- Interactive map of the Portobello Open Air Pool area

General information
- Coordinates: 55°57′23″N 3°07′04″W﻿ / ﻿55.9565°N 3.1177°W
- Opened: 30 May 1936
- Demolished: 11 April 1988

= Portobello Open Air Pool =

Pool in Portobello, Edinburgh (1936-1988)

Portobello Open Air Pool was opened in Portobello, Edinburgh on Saturday 30 May 1936 at a cost of £90,000.

== Origins ==
Plans for an open air pool had previously been mooted by Edinburgh Town Council in 1928, 1930 and 1933, but were discounted—the main obstacles being seen as the Scottish weather and cost.

The objections on the grounds of cost were silenced when it became clear that hot water could be provided for the pool by the coal-fired Portobello Power Station nearby. It was claimed that the water would be maintained at an average temperature of 68 F but at times it could be freezing.

== Pre-World War Two popularity ==
The pool could accommodate 1,300 bathers and 6,000 spectators. One of its main attractions was the wave-making machine, which at a cost of £7,000, was the first to be installed in an outdoor pool in the UK and could generate waves up to three feet high.

In its first season, 290,000 bathers and almost 500,000 spectators used the pool, bringing in receipts of £15,000.

The pool was open from May until September every year until the outbreak of World War 2 in 1939.

During the war, the pool was camouflaged to look like a field to prevent it being used as a marker for enemy bombers to target the nearby power station.

== Post war period and closure ==
It reopened on 1 June 1946. As well as being popular with swimmers and bathers, it was also regarded as one of the places to be seen, posing on the terrace. Sean Connery was a lifeguard there in the 1950s.

By the late 1970s, the pool's popularity was on the slide.

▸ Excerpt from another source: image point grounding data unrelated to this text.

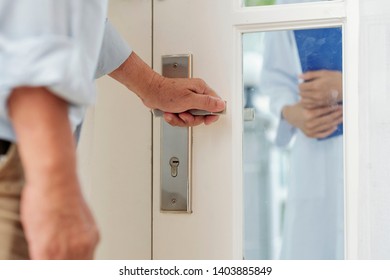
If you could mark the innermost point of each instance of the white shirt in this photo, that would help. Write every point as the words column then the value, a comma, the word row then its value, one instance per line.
column 59, row 44
column 313, row 220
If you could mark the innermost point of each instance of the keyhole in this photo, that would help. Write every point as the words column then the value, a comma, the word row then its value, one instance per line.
column 174, row 163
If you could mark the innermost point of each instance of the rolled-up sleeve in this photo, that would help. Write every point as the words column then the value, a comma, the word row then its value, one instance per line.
column 113, row 53
column 54, row 44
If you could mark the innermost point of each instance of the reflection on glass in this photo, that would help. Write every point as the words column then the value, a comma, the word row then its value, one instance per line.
column 293, row 145
column 250, row 3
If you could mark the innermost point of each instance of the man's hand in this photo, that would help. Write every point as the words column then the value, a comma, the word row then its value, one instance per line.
column 174, row 96
column 321, row 88
column 55, row 218
column 319, row 122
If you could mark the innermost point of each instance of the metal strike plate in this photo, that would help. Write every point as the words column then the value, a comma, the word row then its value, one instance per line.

Suggestions were made on how to bring in more customers from the pool-users' association:

- Heat the pool, solar heating, with water jacket or polythene blanket overnight for heat retention.
- Install trampolines.
- Convert the grass area to a putting green, tennis court or for car parking.
- Install slot machines.
- Stage open air concerts, folk singing, pipes and drum talent contests.
- Develop the pool into a Scottish Aquatic Centre.
- Open a souvenir shop
- Improve the reception area by creating a coffee lounge.
- Build a sun lounge with a directional revolving area
- Create an all the year round gymnasium
- Encourage novelty swimming - such as aquatic bingo

The advent of cheap package holidays abroad played a pivotal role in its decline and its fortunes worsened in 1978, with the closure of Portobello power station. The little heat the water had harvested before had now disappeared altogether. The 1979 season was the last before demolition was approved in 1988.